Two years later Maria had a chance to start again through her marriage to George Nothard. George had been born in Bubwith, near York, in 1853 and had come to Todmorden seeking work. He and Maria married on June 3rd 1873 at Christ Church and they settled at Old Lane, Knowlwood. George worked as a carter and they started their family together. Thomas, their first son, was born at the very start of 1874 and died on April 20th 1874, as we can see on the stone, only 14 weeks old. It must have been quick, as he wasn’t baptised in any rush – his baptism took place at Christ Church on April 3rd. After Thomas came Herbert, then Martha, then Phoebe Alice (that must have been painful for Maria, and indeed, it seems as though that pain wasn’t hidden because she would be known as Alice casually when she was an adult), and then Ada Mary just in time for the 1881 Census. Not that we can find the Nothards on there; both George and Maria continued to keep their heads down and painfully little is known about them as a result!

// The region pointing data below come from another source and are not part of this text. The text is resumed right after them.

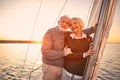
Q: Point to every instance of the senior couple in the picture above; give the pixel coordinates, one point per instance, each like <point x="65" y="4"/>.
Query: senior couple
<point x="64" y="53"/>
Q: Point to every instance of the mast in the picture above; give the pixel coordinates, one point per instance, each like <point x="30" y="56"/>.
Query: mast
<point x="104" y="17"/>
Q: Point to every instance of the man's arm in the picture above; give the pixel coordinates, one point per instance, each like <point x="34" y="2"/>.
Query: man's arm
<point x="90" y="30"/>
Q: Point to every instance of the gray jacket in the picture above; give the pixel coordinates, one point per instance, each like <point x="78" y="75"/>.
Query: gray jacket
<point x="53" y="45"/>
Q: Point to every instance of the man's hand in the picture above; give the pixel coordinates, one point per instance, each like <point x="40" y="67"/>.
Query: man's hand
<point x="67" y="51"/>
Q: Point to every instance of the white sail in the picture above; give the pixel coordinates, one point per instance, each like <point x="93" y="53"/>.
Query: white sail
<point x="102" y="12"/>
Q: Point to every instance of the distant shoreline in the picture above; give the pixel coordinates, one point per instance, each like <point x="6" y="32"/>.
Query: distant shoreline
<point x="113" y="42"/>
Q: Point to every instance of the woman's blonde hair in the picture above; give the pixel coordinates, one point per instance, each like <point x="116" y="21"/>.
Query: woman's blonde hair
<point x="80" y="21"/>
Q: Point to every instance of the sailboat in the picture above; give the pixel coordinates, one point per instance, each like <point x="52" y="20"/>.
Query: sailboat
<point x="103" y="13"/>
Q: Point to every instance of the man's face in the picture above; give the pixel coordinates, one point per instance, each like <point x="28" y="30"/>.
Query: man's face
<point x="75" y="26"/>
<point x="64" y="23"/>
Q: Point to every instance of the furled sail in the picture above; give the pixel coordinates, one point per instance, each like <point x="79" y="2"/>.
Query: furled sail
<point x="103" y="13"/>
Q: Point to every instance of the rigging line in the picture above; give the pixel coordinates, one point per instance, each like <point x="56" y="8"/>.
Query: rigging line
<point x="32" y="33"/>
<point x="89" y="12"/>
<point x="107" y="23"/>
<point x="60" y="11"/>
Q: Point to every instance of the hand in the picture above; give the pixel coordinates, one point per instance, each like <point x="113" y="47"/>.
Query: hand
<point x="91" y="51"/>
<point x="67" y="51"/>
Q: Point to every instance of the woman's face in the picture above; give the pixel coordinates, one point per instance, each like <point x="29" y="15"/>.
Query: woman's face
<point x="75" y="26"/>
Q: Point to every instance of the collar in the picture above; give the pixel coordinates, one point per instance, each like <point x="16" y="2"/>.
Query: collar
<point x="73" y="36"/>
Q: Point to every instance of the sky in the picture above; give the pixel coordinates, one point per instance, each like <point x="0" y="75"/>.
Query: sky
<point x="20" y="19"/>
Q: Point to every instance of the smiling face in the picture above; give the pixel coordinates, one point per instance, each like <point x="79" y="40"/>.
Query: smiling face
<point x="64" y="23"/>
<point x="76" y="25"/>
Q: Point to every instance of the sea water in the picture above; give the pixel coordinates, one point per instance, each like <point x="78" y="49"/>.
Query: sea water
<point x="19" y="61"/>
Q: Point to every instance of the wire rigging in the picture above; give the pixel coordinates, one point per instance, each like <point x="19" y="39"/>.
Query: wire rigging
<point x="60" y="12"/>
<point x="32" y="33"/>
<point x="88" y="13"/>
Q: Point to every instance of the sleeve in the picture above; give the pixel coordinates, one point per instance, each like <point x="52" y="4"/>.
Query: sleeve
<point x="47" y="50"/>
<point x="89" y="31"/>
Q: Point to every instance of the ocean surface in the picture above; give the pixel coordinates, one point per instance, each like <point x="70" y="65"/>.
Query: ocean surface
<point x="20" y="62"/>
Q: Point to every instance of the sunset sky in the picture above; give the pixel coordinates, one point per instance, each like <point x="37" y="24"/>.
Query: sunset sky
<point x="18" y="17"/>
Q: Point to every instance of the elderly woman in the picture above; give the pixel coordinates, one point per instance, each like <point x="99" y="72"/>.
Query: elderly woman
<point x="81" y="49"/>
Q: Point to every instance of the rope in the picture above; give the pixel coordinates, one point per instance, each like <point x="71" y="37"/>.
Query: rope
<point x="60" y="12"/>
<point x="32" y="34"/>
<point x="32" y="70"/>
<point x="88" y="13"/>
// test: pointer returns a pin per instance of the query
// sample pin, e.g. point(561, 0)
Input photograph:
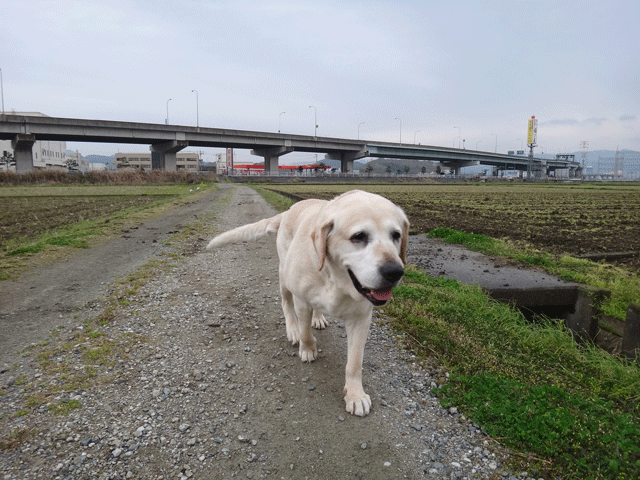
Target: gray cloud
point(560, 122)
point(595, 121)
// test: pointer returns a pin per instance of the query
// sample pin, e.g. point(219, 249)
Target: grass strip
point(624, 285)
point(18, 253)
point(529, 385)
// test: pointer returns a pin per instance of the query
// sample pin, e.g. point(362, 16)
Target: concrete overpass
point(166, 140)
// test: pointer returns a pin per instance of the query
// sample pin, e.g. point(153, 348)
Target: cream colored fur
point(318, 243)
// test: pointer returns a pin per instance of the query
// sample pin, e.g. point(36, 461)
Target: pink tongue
point(381, 294)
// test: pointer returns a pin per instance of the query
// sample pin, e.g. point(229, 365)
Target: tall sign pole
point(532, 138)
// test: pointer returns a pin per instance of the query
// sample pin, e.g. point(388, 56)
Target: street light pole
point(197, 112)
point(2, 90)
point(315, 131)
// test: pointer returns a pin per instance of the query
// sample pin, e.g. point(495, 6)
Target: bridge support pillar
point(456, 165)
point(163, 155)
point(22, 145)
point(271, 156)
point(346, 159)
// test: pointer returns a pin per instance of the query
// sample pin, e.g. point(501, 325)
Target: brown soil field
point(558, 219)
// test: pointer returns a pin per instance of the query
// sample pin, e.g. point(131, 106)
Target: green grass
point(624, 285)
point(576, 409)
point(64, 408)
point(279, 202)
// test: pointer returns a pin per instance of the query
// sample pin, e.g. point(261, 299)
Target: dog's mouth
point(377, 297)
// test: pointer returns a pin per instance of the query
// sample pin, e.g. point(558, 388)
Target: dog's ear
point(319, 237)
point(403, 242)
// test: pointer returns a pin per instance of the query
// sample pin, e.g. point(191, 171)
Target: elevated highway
point(166, 140)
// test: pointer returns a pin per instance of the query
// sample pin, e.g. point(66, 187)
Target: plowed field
point(572, 219)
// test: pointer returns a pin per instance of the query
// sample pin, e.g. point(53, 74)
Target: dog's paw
point(318, 321)
point(293, 335)
point(307, 354)
point(357, 402)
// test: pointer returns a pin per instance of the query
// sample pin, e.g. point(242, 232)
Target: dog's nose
point(392, 272)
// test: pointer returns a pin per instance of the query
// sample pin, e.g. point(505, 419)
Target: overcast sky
point(412, 68)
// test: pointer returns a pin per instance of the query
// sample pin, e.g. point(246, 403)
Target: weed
point(15, 438)
point(64, 408)
point(530, 385)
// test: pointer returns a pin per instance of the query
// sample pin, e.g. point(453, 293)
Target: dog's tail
point(247, 233)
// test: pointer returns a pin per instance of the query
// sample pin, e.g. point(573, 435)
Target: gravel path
point(198, 381)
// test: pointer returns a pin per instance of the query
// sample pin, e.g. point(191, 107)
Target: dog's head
point(364, 238)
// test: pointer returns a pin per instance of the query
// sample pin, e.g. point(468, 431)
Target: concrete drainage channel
point(533, 291)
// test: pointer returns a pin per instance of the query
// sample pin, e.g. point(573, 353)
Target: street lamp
point(197, 112)
point(315, 131)
point(2, 90)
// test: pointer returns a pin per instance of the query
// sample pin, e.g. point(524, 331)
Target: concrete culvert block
point(631, 336)
point(585, 319)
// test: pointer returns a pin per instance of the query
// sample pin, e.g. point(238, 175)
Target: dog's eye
point(360, 237)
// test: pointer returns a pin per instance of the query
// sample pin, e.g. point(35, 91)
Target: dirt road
point(205, 384)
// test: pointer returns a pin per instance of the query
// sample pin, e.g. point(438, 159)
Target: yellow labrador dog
point(337, 258)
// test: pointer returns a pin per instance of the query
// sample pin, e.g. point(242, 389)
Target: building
point(51, 155)
point(185, 161)
point(77, 163)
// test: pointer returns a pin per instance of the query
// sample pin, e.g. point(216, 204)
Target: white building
point(187, 161)
point(47, 154)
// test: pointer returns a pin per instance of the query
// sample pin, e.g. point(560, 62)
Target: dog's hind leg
point(290, 318)
point(308, 351)
point(357, 401)
point(318, 321)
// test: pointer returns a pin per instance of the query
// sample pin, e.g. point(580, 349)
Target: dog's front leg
point(357, 402)
point(308, 350)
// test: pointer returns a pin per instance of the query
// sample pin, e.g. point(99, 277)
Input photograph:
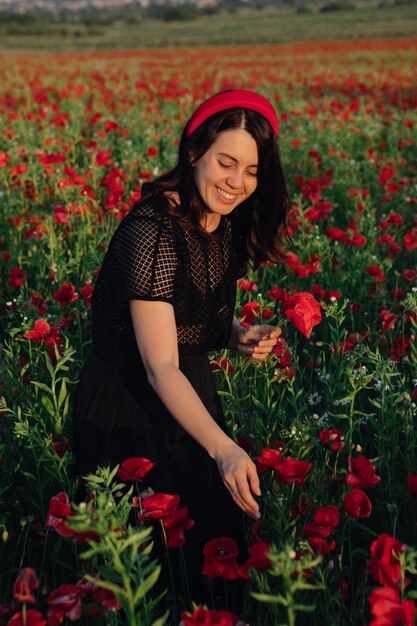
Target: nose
point(235, 179)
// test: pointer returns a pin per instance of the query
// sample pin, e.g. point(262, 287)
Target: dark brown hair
point(261, 218)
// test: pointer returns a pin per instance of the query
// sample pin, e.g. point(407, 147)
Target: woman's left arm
point(255, 341)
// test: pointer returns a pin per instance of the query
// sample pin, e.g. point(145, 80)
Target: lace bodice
point(151, 257)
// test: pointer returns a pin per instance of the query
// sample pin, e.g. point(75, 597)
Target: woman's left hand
point(257, 341)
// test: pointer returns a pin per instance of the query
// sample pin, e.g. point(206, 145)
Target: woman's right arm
point(156, 336)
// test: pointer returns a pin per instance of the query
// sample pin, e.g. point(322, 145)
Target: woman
point(165, 296)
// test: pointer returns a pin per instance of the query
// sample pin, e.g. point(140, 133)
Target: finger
point(245, 494)
point(254, 480)
point(239, 501)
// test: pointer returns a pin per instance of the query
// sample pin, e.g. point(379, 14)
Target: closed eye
point(227, 166)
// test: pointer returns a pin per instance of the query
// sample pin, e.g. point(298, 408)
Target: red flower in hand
point(59, 510)
point(385, 565)
point(204, 617)
point(357, 504)
point(293, 471)
point(159, 506)
point(134, 468)
point(175, 525)
point(258, 557)
point(388, 609)
point(361, 473)
point(26, 583)
point(269, 459)
point(33, 618)
point(304, 311)
point(64, 602)
point(249, 312)
point(220, 558)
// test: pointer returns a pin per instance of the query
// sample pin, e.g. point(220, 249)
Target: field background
point(245, 25)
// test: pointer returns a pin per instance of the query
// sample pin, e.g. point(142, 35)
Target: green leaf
point(104, 584)
point(47, 403)
point(306, 608)
point(42, 386)
point(147, 584)
point(137, 539)
point(62, 394)
point(108, 573)
point(263, 597)
point(161, 621)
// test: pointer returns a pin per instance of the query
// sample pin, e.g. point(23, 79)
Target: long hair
point(260, 219)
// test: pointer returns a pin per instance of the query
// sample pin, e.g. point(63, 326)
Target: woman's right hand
point(239, 475)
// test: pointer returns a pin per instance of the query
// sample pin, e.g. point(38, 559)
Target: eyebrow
point(229, 156)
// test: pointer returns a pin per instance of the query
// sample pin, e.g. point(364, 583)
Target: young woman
point(165, 296)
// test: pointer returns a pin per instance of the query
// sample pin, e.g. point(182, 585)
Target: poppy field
point(330, 418)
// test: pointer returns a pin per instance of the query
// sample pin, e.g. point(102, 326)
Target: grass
point(245, 26)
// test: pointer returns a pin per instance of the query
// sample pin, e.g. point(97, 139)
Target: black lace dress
point(117, 414)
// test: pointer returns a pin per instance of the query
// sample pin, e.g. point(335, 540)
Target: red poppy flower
point(412, 485)
point(87, 292)
point(324, 521)
point(175, 525)
point(388, 609)
point(205, 617)
point(410, 240)
point(250, 312)
point(158, 506)
point(39, 303)
point(331, 438)
point(268, 459)
point(293, 471)
point(32, 618)
point(409, 275)
point(134, 468)
point(16, 277)
point(65, 294)
point(64, 602)
point(220, 558)
point(247, 285)
point(327, 514)
point(320, 545)
point(25, 584)
point(258, 557)
point(375, 272)
point(304, 311)
point(59, 510)
point(279, 295)
point(357, 504)
point(336, 234)
point(222, 364)
point(385, 565)
point(361, 473)
point(39, 332)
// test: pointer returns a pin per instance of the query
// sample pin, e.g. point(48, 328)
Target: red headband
point(234, 99)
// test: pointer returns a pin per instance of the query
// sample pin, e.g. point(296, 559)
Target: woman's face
point(226, 174)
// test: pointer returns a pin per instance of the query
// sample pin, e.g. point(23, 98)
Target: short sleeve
point(145, 260)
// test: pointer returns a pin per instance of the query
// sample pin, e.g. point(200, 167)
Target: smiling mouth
point(227, 196)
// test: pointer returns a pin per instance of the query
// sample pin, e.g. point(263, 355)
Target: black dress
point(117, 414)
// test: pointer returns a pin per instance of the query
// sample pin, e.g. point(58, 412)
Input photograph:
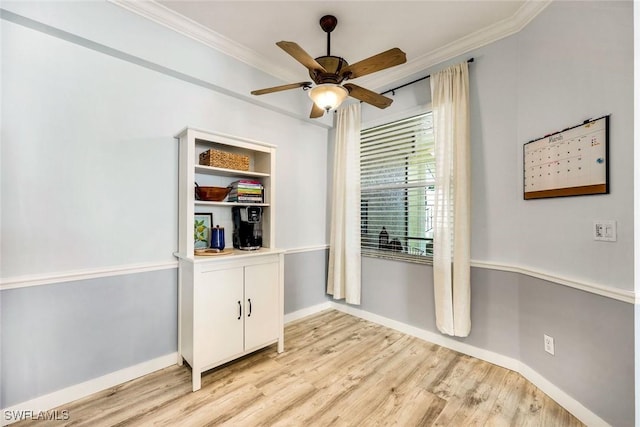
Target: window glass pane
point(397, 179)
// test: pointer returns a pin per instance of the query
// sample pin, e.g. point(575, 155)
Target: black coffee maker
point(247, 227)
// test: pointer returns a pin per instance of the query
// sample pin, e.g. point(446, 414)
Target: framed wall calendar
point(572, 162)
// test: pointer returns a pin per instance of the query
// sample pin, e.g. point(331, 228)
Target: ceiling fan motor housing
point(333, 65)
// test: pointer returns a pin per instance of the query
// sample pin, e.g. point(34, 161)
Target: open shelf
point(210, 170)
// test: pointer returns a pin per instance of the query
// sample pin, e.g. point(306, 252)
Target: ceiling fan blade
point(381, 61)
point(279, 88)
point(301, 56)
point(316, 112)
point(368, 96)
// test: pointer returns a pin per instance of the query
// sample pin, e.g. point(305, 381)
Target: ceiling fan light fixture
point(328, 96)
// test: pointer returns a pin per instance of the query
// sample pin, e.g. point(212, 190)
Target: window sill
point(398, 256)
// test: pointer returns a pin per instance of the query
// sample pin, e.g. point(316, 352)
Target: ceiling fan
point(328, 72)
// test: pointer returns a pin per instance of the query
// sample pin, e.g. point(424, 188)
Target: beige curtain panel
point(344, 281)
point(452, 216)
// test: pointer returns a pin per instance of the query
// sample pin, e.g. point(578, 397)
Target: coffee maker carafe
point(247, 227)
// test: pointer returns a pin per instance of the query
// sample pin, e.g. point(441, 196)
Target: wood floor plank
point(337, 370)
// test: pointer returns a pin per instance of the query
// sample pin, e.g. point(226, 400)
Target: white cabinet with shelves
point(229, 305)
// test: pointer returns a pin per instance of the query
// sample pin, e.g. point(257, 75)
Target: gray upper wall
point(572, 62)
point(89, 159)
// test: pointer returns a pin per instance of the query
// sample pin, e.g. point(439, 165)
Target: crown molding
point(162, 15)
point(501, 29)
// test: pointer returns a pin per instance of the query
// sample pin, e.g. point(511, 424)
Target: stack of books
point(246, 191)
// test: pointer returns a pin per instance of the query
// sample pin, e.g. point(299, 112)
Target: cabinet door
point(261, 301)
point(220, 314)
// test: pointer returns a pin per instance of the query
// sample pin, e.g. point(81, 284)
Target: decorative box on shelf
point(223, 159)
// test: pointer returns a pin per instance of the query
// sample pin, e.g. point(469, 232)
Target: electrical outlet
point(605, 230)
point(548, 345)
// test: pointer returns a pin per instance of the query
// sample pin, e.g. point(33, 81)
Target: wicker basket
point(222, 159)
point(211, 194)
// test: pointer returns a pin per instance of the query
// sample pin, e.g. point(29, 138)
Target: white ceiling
point(428, 31)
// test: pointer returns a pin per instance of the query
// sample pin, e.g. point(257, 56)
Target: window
point(397, 189)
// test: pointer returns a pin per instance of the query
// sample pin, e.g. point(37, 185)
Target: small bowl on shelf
point(211, 194)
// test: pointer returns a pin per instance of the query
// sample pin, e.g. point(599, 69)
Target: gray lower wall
point(59, 335)
point(510, 313)
point(305, 279)
point(55, 336)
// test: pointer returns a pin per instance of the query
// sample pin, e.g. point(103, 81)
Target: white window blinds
point(397, 180)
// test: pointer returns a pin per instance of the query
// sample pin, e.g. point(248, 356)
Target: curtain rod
point(414, 81)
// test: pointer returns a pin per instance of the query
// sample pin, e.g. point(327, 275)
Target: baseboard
point(291, 317)
point(551, 390)
point(42, 406)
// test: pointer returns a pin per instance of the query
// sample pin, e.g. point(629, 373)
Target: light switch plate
point(604, 230)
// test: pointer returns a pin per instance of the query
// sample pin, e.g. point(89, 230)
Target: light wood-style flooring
point(337, 370)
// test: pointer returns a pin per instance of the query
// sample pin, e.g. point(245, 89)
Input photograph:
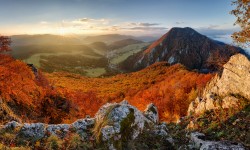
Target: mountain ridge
point(185, 46)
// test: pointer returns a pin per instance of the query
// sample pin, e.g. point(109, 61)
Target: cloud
point(90, 21)
point(43, 22)
point(148, 24)
point(179, 22)
point(142, 24)
point(146, 28)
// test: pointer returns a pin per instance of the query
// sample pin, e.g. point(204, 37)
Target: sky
point(131, 17)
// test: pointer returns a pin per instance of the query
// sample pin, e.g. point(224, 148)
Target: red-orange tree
point(242, 12)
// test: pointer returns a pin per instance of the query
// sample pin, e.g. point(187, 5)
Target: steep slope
point(171, 88)
point(123, 43)
point(230, 89)
point(222, 110)
point(185, 46)
point(25, 95)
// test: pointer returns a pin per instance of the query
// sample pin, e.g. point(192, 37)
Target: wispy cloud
point(179, 22)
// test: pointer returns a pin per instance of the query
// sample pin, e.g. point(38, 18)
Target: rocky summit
point(227, 90)
point(115, 126)
point(185, 46)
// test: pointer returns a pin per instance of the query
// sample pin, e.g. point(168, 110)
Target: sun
point(62, 31)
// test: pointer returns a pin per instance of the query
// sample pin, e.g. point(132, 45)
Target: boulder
point(225, 90)
point(151, 112)
point(119, 122)
point(33, 130)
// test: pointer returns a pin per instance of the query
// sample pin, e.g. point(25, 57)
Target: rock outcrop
point(185, 46)
point(228, 90)
point(114, 125)
point(198, 141)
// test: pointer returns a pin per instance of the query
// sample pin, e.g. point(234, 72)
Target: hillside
point(123, 43)
point(171, 88)
point(44, 39)
point(180, 45)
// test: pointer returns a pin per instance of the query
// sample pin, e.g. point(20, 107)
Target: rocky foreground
point(115, 126)
point(222, 111)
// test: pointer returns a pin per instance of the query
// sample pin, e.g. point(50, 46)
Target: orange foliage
point(31, 95)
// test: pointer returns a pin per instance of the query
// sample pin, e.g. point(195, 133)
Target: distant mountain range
point(48, 39)
point(185, 46)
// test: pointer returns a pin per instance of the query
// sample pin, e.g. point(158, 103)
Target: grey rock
point(33, 130)
point(151, 113)
point(199, 142)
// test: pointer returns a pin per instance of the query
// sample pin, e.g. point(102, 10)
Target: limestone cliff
point(231, 89)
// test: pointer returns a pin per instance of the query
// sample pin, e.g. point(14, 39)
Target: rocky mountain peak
point(228, 90)
point(185, 46)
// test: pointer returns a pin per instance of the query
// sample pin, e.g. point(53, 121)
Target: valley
point(80, 90)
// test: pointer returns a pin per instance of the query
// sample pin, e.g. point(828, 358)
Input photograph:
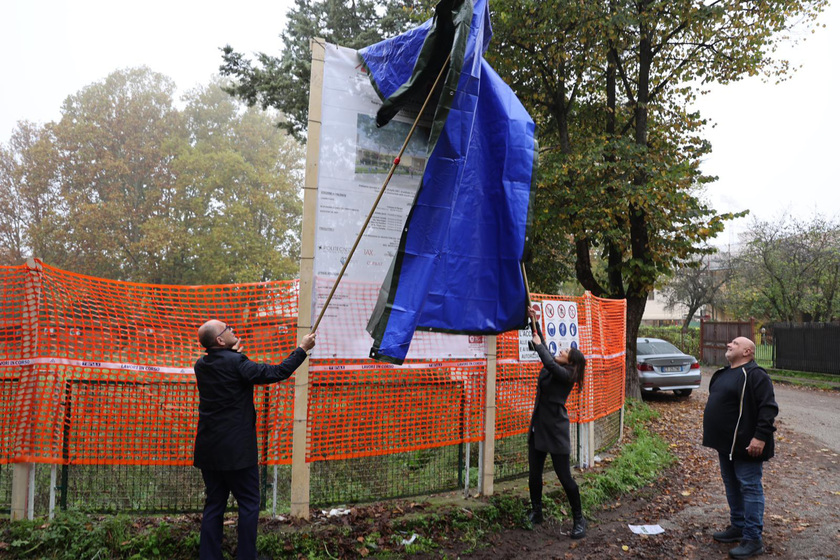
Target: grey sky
point(774, 145)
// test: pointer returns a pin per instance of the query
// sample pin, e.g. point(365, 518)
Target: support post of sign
point(489, 448)
point(588, 394)
point(300, 468)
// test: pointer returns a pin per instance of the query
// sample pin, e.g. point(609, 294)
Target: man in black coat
point(226, 440)
point(738, 423)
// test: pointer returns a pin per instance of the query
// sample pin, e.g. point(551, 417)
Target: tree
point(696, 283)
point(788, 270)
point(126, 186)
point(243, 176)
point(283, 82)
point(608, 83)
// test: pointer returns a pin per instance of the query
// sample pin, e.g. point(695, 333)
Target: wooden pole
point(299, 506)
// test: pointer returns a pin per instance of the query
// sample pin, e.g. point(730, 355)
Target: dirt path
point(802, 488)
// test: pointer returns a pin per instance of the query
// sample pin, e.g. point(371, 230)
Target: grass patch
point(639, 463)
point(466, 526)
point(805, 378)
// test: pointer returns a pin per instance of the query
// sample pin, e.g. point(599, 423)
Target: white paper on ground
point(646, 529)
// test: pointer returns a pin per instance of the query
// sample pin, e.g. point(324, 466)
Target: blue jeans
point(742, 480)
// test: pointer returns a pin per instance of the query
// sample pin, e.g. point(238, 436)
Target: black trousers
point(536, 463)
point(245, 486)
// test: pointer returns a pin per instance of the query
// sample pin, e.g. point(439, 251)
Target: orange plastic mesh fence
point(100, 372)
point(601, 324)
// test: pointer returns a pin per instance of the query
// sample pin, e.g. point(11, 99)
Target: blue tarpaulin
point(457, 269)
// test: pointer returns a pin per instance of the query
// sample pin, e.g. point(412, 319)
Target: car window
point(644, 348)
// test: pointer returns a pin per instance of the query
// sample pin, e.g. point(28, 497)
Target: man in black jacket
point(738, 423)
point(226, 440)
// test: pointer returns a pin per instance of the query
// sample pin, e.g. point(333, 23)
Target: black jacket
point(226, 439)
point(550, 420)
point(741, 406)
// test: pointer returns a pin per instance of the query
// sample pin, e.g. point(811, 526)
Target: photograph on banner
point(560, 325)
point(354, 160)
point(525, 336)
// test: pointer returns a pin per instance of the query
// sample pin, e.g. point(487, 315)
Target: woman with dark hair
point(549, 430)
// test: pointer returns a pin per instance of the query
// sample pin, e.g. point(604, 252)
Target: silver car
point(662, 367)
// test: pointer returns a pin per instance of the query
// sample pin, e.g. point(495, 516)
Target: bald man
point(226, 440)
point(738, 423)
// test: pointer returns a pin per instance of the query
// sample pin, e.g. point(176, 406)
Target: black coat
point(549, 430)
point(226, 439)
point(741, 406)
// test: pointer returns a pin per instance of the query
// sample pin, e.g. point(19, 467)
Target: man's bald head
point(740, 351)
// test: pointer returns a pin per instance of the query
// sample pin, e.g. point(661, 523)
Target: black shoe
point(730, 534)
point(579, 528)
point(535, 517)
point(748, 549)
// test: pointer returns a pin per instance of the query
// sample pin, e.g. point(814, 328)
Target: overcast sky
point(774, 145)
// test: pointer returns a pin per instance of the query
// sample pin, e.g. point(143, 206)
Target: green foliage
point(639, 463)
point(128, 187)
point(75, 536)
point(282, 82)
point(607, 84)
point(687, 340)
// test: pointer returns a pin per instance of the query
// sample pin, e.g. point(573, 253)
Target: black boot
point(579, 527)
point(747, 549)
point(535, 517)
point(730, 534)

We do know that they moved to 21 Gauxholme quite soon after Thomas died, and by 1891 they had left Todmorden altogether and moved to Pear Street in Burnley. Now who is the “infant son” mentioned on this stone? An excellent question that can’t be solved without buying a number of birth registrations to check. FreeBMD gives a few possibilities, but this infant son was never baptised, and so we can’t be sure from the records available on Ancestry. George wasn’t the only Nothard in Todmorden, after all.

By 1891 George’s prospects had also improved and he was an agent for a building society – not bad! By 1901 he had added “cab prioprietor” to his list of occupations, and Herbert had moved out but the three daughters (and a grandson) were living at home with him and Maria. George finally makes the papers in July 1905, when the horse pulling the cart he was driving fell over. Success for us at last.

Maria died in November of that year and was brought back to Todmorden to be buried with her two sons. Hopefully Phoebe is nearby. The death notice in the newspaper shows she was sorely missed, but another notice appeared to mark the ten year anniversary of her death, in 1915. She was missed.

Burnley Express, November 25th 1905

That’s the end of this grave, but Elaine’s question isn’t answered. Where’s George? Well, George is very far away. Because what happened next was that several of the family emigrated to Canada. Martha married James Cornfurth in New Brunswick, Canada in 1913, and Phoebe Alice had moved with her husband (married in 1908) Charles Blakey to Alberta the same year. Interesting that these are two very far apart areas of the country! George went to Canada the following year. Poor Phoebe was widowed in 1916 thanks to the war. Ada would later join her sisters and father in Canada and George can be found living with Phoebe Alice (named on the paperwork as Alice) in Edmonton, Alberta in 1921. He died in March 1933 in British Columbia, the far western coast of the country.